Evelyn Zigerelli-Henderson lascia l'aula (Penn Live: screenshot di YouTube) e foto segnaletica (prigione della contea di Dauphin)
Una donna di 68 anni in Pennsylvania probabilmente trascorrerà il resto della sua vita dietro le sbarre per aver ucciso suo marito, che è stato dato alle fiamme nel patio sul retro della loro casa, e per aver poi tentato di sostenere che la sua morte era un suicidio.
Venerdì una giuria della contea di Dauphin ha ritenuto Evelyn Zigerelli-Henderson, a perenne candidato alla carica elettiva , colpevoli di omicidio di secondo grado, incendio doloso aggravato e incendio doloso nell'omicidio nel 2022 dell'84enne Carmen Henderson, ex vice sceriffo della contea, atti giudiziari esaminati dalla legge
I giurati hanno deliberato solo 45 minuti prima di pronunciare i vari verdetti di colpevolezza, secondo a rapporto da WPMT, affiliato Fox di York, Pennsylvania.

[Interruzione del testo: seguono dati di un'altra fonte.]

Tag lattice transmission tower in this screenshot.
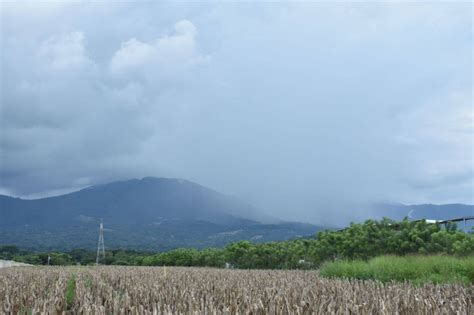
[95,219,105,265]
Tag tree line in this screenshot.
[0,218,474,269]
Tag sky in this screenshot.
[0,1,474,224]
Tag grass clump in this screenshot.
[319,255,474,284]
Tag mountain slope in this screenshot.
[0,177,318,250]
[374,204,474,220]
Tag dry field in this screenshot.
[0,267,474,314]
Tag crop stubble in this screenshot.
[0,267,474,314]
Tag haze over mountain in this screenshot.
[0,177,320,249]
[0,0,474,226]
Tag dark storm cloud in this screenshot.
[0,2,474,223]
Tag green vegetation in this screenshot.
[66,274,76,310]
[0,219,474,269]
[319,255,474,284]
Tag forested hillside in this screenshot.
[4,219,474,269]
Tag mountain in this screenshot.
[373,203,474,220]
[0,177,321,250]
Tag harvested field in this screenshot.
[0,267,474,314]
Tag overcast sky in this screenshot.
[0,1,474,223]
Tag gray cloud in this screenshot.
[0,3,474,223]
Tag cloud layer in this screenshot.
[0,3,474,223]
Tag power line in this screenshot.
[95,219,105,265]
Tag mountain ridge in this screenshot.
[0,177,321,250]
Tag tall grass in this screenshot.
[319,256,474,284]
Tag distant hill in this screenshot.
[373,204,474,220]
[0,177,322,250]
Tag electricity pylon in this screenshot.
[95,219,105,265]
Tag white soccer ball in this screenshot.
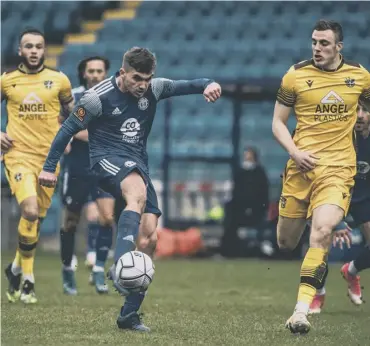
[116,251,154,292]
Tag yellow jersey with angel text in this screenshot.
[277,58,370,166]
[1,65,73,163]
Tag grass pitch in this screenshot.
[1,253,370,346]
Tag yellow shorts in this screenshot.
[279,160,356,219]
[5,159,59,217]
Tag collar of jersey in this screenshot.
[311,54,344,72]
[112,71,124,94]
[18,64,45,74]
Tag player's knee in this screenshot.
[86,203,99,223]
[361,221,370,246]
[277,237,296,251]
[63,212,80,232]
[137,231,157,257]
[127,189,146,212]
[99,213,115,227]
[21,203,39,221]
[310,224,334,248]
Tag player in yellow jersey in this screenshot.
[272,20,370,333]
[1,30,73,303]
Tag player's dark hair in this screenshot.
[77,56,110,86]
[123,47,157,74]
[244,146,259,163]
[19,28,45,43]
[313,19,343,42]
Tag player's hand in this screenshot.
[203,82,221,102]
[291,150,319,172]
[39,171,57,187]
[1,132,13,153]
[333,223,352,250]
[64,142,72,155]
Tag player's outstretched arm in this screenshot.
[39,117,85,187]
[39,89,102,186]
[272,101,317,172]
[151,78,221,102]
[272,101,298,156]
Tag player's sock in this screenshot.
[114,210,141,263]
[93,226,113,271]
[11,249,22,276]
[121,292,145,316]
[348,246,370,276]
[60,227,76,270]
[295,248,328,314]
[87,222,100,252]
[316,263,329,296]
[18,216,39,283]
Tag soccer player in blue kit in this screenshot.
[310,103,370,314]
[39,47,221,332]
[60,56,114,295]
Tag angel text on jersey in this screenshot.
[120,118,140,143]
[137,97,149,111]
[18,92,47,120]
[314,90,348,122]
[357,161,370,179]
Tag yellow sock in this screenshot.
[296,248,328,314]
[12,249,22,275]
[13,249,21,267]
[18,217,38,283]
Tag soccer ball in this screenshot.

Come riportato dalla Legge
Sala Kandi 2023
Il centralinista ha preso appunti sulla chiamata, scrivendo: 'c'è qualcosa che non va con chi chiama'. Lei esita a rispondere alle domande', affermano i documenti del tribunale.
I primi soccorritori arrivarono alla residenza intorno alle 5 del mattino e trovarono la vittima - successivamente identificata come Carmen Henderson - bruciata viva e nuda nel patio sul retro della coppia. Le autorità hanno detto di aver trovato larve di mosca nella sua bocca e nelle narici, indicando che era morto da un po'.
La polizia ha detto di aver sospettato per la prima volta di Zigerelli-Henderson quando la sua storia su quanto accaduto ha iniziato a cambiare.
Inizialmente, Zigerelli-Henderson ha detto agli investigatori che lei e suo marito avevano litigato la notte precedente e che più tardi lei si è svegliata per trovarlo bruciato vivo fuori, inquadrando la sua morte come un suicidio.
Quando le è stato ricordato, ha detto al pronto soccorso di aver sentito suo marito urlare intorno all'una di notte. Ha rivisto la sua storia per dire che la sua morte è stata probabilmente un incidente causato dal fatto che fumava un sigaro e appiccava un incendio. Un'indagine condotta dalla squadra investigativa antincendio della contea di Dauphin ha ritenuto che quella versione degli eventi fosse 'improbabile'.
La storia di Zigerelli-Henderson ha continuato a cambiare, hanno detto le autorità.
Zigerelli-Henderson 'alla fine decise' di dire alla polizia di aver visto suo marito seduto su una sedia da campo pieghevole con la parte inferiore della gamba dei pantaloni in fiamme mentre urlava il suo nome per chiedere aiuto. In questa storia, Zigerelli-Henderson ha detto di aver preso il telefono per chiamare il 911 ma di aver deciso di non effettuare la chiamata. Non riusciva a spiegare perché avesse scelto di non chiamarlo quando sapeva che era in fiamme.
Gli investigatori hanno anche interrogato l'imputata sulla sua relazione con il defunto e hanno accertato il movente finanziario dell'omicidio.
I due erano profondamente indebitati e Zigerelli-Henderson disse alla polizia che era in gran parte colpa sua. La polizia dice che ha ammesso di spendere i soldi della coppia in case vacanza, centri benessere e altri beni e servizi di lusso. Inoltre, Zigerelli-Henderson ha ammesso che la loro attività condivisa, Henderson Limousine Service, ha cessato l'attività perché ha gestito male l'operazione.
Secondo la polizia, il 'grave debito' della coppia includeva 40.000 dollari dovuti a una seconda ipoteca sulla loro casa e tasse arretrate. Credevano anche che i delegati dello sceriffo avrebbero sequestrato le loro proprietà.
'(Zigerelli-Henderson) ha dichiarato di sapere che a breve sarebbe rimasta senza casa', si legge nella denuncia penale. '(Zigerelli-Henderson) ha detto che C. Henderson vivrà con i suoi figli nati da un altro matrimonio. (Zigerelli-Henderson) ha dichiarato che non era la benvenuta a vivere con i bambini.'
Sabato mattina non era stata fissata una data per l'udienza di condanna di Zigerelli-Henderson.